Stricto sensu, il est donc inexact de dire que le Front national "a organisé les attentats contre De Gaulle", puisqu’il n’a été fondé que dix ans après le plus célèbre d’entre eux. Il est tout à fait légitime, en revanche, de noter qu’entre ce mouvement et l’organisation qui fut effectivement derrière ces crimes, il existe une filiation directe, et revendiquée : il y a entre les deux plus que des ponts, des viaducs.
Qui sont les membres du FN auxquels Macron fait allusion ?

Aux côtés de Bastien-Thiry, le deuxième organisateur du Petit-Clamart était un membre de l’OAS nommé Alain de La Tocnaye. Condamné à mort, il voit in extremis sa peine commuée en détention à perpétuité, et réussit finalement à sortir de prison grâce à l'amnistie de 1968, pour continuer à militer dans divers groupuscules d’extrême droite.
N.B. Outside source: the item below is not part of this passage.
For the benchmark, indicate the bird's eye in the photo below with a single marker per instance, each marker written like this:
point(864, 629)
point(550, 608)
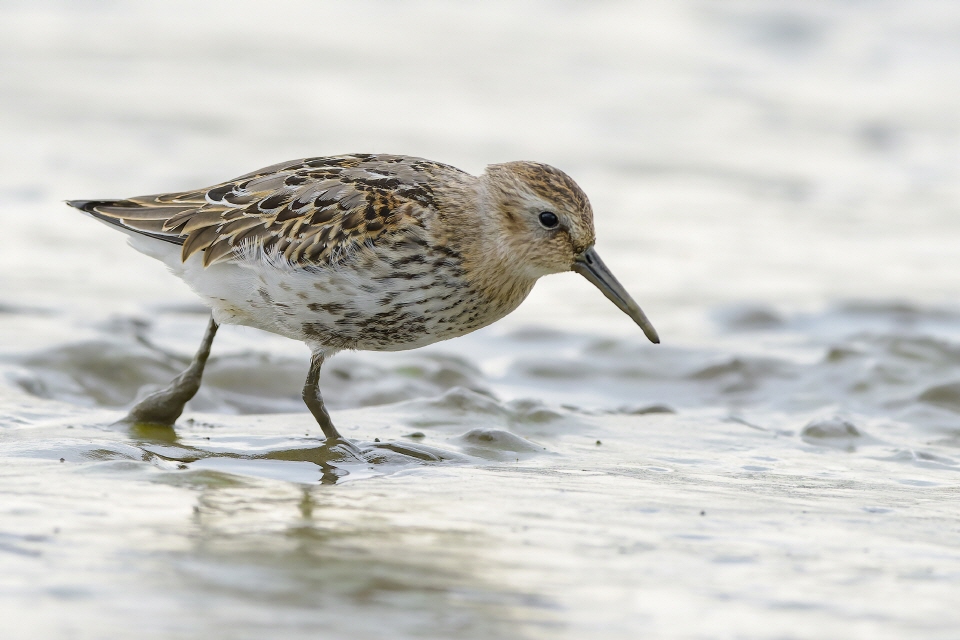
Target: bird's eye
point(549, 219)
Thibaut de La Tocnaye. (AFP PHOTO / BORIS HORVAT
BORIS HORVAT/AFP)

Son fils, Thibaut de La Tocnaye, élu du Front national au conseil régional de Paca, est, de toute évidence, l’homme auquel Emmanuel Macron a fait allusion. Il est bien clair qu’on ne peut accuser un homme des actions dont fut coupable son père. A condition, qu’il ne les revendique pas. En décembre dernier, lors d’un débat au Conseil régional portant sur la question d’une meilleure intégration des harkis, anciens supplétifs de l’armée française lors de la guerre d’Algérie, l’élu FN a honoré Christian Estrosi, président de Région, de l’insulte suivante : "Enfoiré de gaulliste". Ce qu’on appellerait un cri du cœur.